SiliconIntelligence

# 5.2 ILP in Sphinx

Before exploring special-purpose architecture extensions for speech, it is worthwhile to investigate the limits of modern architectures. GAU is a floating point dominant code while HMM is dominated by integer computations. GAU also appears to be easily vectorizable. Two simulation studies were undertaken to explore possibilities for extracting ILP. For GAU, a surplus of integer ALUs was provided and the number of floating point units was varied. Since this algorithm uses an equal number of multiplies and adds, the number of floating point adders and multipliers were increased in equal numbers from one to four, which corresponds to the X axis varying from two to eight FPUs in Figure 5.4. Two different memory system hierarchies were considered: a reasonable one for a multi-GHZ processor and an aggressive memory system with lower latencies. Both configurations are summarized in Table 5.1.

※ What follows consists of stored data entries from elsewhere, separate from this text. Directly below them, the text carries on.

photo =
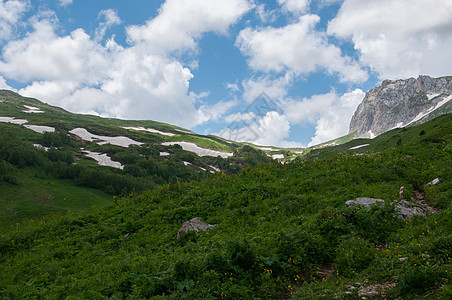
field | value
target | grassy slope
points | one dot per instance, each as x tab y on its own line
276	226
33	197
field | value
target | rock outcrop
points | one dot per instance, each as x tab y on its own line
194	224
406	210
399	103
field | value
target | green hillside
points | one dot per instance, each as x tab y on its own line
281	231
42	172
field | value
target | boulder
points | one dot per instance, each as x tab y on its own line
364	201
194	224
405	209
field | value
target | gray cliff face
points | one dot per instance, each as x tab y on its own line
399	103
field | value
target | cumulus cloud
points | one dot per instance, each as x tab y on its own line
273	88
140	81
295	6
65	3
397	39
297	48
42	55
181	23
10	14
330	113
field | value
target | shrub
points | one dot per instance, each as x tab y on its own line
353	255
418	280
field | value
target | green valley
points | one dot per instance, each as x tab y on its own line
280	230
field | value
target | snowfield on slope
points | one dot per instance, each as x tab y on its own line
40	128
103	159
32	110
149	130
13	120
121	141
192	147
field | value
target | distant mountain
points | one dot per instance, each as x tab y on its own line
52	160
400	103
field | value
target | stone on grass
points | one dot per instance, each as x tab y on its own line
364	201
194	224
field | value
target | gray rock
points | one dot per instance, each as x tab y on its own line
364	201
399	103
435	181
194	224
406	210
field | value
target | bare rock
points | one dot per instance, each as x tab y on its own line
364	201
435	181
194	224
399	103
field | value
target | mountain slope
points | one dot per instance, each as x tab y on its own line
399	103
280	231
40	144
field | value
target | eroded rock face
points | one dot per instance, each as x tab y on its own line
364	201
194	224
399	103
405	209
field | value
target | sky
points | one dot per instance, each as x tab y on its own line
286	73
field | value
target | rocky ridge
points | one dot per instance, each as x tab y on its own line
399	103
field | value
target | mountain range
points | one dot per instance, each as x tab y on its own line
98	208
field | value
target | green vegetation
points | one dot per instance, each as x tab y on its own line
278	228
34	182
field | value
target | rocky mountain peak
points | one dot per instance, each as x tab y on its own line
402	102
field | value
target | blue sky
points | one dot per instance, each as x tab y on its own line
204	64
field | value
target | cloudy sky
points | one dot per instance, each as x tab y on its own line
278	72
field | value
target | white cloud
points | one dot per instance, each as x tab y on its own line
396	38
330	113
65	3
141	81
295	6
272	129
4	85
181	23
233	87
297	48
274	88
10	14
109	18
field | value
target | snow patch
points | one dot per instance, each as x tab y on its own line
121	141
359	146
40	129
149	130
13	120
266	149
32	109
185	131
214	169
192	147
41	147
431	96
103	159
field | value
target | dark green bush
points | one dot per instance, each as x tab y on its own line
417	280
354	254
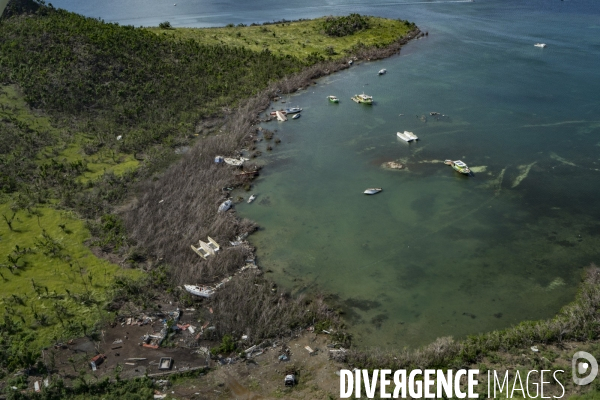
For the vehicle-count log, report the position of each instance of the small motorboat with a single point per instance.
(458, 166)
(411, 135)
(372, 190)
(202, 291)
(226, 205)
(403, 136)
(363, 98)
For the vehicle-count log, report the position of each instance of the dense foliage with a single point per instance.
(344, 26)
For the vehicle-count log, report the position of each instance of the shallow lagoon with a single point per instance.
(437, 253)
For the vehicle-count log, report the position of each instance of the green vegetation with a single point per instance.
(305, 40)
(344, 26)
(87, 110)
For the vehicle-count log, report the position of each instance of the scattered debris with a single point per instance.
(208, 249)
(290, 380)
(165, 363)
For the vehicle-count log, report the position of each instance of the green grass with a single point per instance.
(299, 39)
(57, 278)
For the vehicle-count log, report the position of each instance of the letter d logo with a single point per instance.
(582, 367)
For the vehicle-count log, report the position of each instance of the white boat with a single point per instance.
(202, 291)
(280, 116)
(226, 205)
(372, 190)
(411, 135)
(235, 161)
(402, 135)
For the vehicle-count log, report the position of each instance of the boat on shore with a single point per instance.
(372, 190)
(403, 136)
(293, 110)
(363, 98)
(458, 166)
(202, 291)
(280, 116)
(226, 205)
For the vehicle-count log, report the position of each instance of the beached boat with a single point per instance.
(226, 205)
(372, 190)
(202, 291)
(274, 113)
(402, 135)
(458, 166)
(411, 135)
(235, 161)
(280, 116)
(363, 98)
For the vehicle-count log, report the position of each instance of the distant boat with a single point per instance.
(226, 205)
(372, 190)
(458, 166)
(411, 135)
(202, 291)
(363, 98)
(403, 136)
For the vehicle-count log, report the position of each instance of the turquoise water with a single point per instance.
(436, 253)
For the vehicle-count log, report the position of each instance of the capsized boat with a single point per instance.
(226, 205)
(402, 135)
(202, 291)
(372, 190)
(458, 166)
(363, 98)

The SGI-2+2f entry describes the measured total IPC on the R12000, which has two integer and two floating point units. The SGI-2 entry is the measured floating point IPC alone. In the case of GAU, IPC remains low because of insufficient memory bandwidth to keep the FPUs active. In the case of the R12000, which can issue two floating point operations per cycle, the IPC for this loop is an underwhelming 0.37. GAU OPT, uncovers opportunities for ILP by virtue of its cache optimizations thereby improving IPC greatly. However, the IPC saturates at 1.2 in spite of available function units. A recently published study also indicated IPC in the range of 0.4 to 1.2 for another speech recognizer [59]. Clearly, the architecture and compiler are unable to automatically extract the available ILP, which again argues for custom acceleration strategies.

Figure 5.5 shows the corresponding experiment for the HMM phase. In this experiment, the number of integer adders and multipliers are varied equally from one to four. In spite of available execution resources, IPC remains low. It should be noted that in both experiments, the SGI results are indicative of cases where the CPU to memory clock ratio is low. This ratio will undoubtedly increase in the future.

The observations from sections 5.1 and 5.2 have several implications:

1. If speech is an always on'' background application, it could cause significant L2 cache pollution and memory bandwidth degradation to the foreground application. To guarantee real-time processing, it might be better to stream data around the L2 rather than pollute it.
2. Since the L2 cache is one of the largest sources of capacitance on the chip, accessing it for stream data incurs a large power overhead. Low power embedded platforms may not need any L2 cache at all since dramatic increases in L2 size are not accompanied by corresponding improvements in DRAM bandwidth requirements or performance.
3. Bandwidth reduction is important for its own sake as well as to reduce power consumption. Bandwidth partitioning so that each phase has independent access to its data set is important.